The history started when the Native American People started living in what’s now called Massachusetts about 12,000 years ago, when retreating glaciers uncovered the land. Some artifacts have even been discovered in lakes and rivers created by melting glaciers. Thousands of years later Native American tribes including the Wampanoag, Mohegan, and Mohican lived on the land.
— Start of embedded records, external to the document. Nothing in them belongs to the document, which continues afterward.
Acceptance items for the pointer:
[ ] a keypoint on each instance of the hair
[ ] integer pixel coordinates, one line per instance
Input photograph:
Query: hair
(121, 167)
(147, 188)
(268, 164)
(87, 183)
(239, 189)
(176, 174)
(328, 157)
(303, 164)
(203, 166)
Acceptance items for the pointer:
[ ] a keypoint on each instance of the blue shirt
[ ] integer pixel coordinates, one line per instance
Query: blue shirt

In 1620 a ship called the Mayflower arrived at Cape Cod carrying settlers called Pilgrims. These people were escaping religious persecution in England and created the first permanent European settlement in New England, called Plymouth. (New England is a region in the northeastern United States that was settled by people from England.) Soon after the Pilgrims celebrated the first Thanksgiving with members of the Wampanoag tribe, which still exists in Massachusetts today. Massachusetts has been the scene of many historical events. In 1639 America’s first post office opened in Boston. In 1692 and 1693, untrue rumors led to witch hunts in Salem, Massachusetts. And in 1876 Alexander Graham Bell demonstrated the first telephone.
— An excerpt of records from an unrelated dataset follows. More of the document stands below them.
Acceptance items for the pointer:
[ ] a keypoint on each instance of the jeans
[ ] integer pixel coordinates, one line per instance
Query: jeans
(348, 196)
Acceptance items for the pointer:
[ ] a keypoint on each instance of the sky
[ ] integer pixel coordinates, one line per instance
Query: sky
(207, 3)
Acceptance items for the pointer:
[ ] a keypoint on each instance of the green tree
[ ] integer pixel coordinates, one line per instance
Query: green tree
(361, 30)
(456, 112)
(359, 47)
But Massachusetts may be most historically significant for the role its people played in the Revolutionary War. Anger erupted in 1770 after five colonists were killed by British soldiers in what’s known as the Boston Massacre. Three years later, colonists disguised as Native Americans threw cases of tea into Boston Harbor to protest high taxes from England. The event is now known as the Boston Tea Party. In 1775 the Battles of Lexington and Concord became the first fight of the Revolutionary War. The movement of the British troops prompted silversmith Paul Revere to make his famous midnight ride to warn the colonists. Five years after the war ended, Massachusetts became the sixth U.S. state in 1788.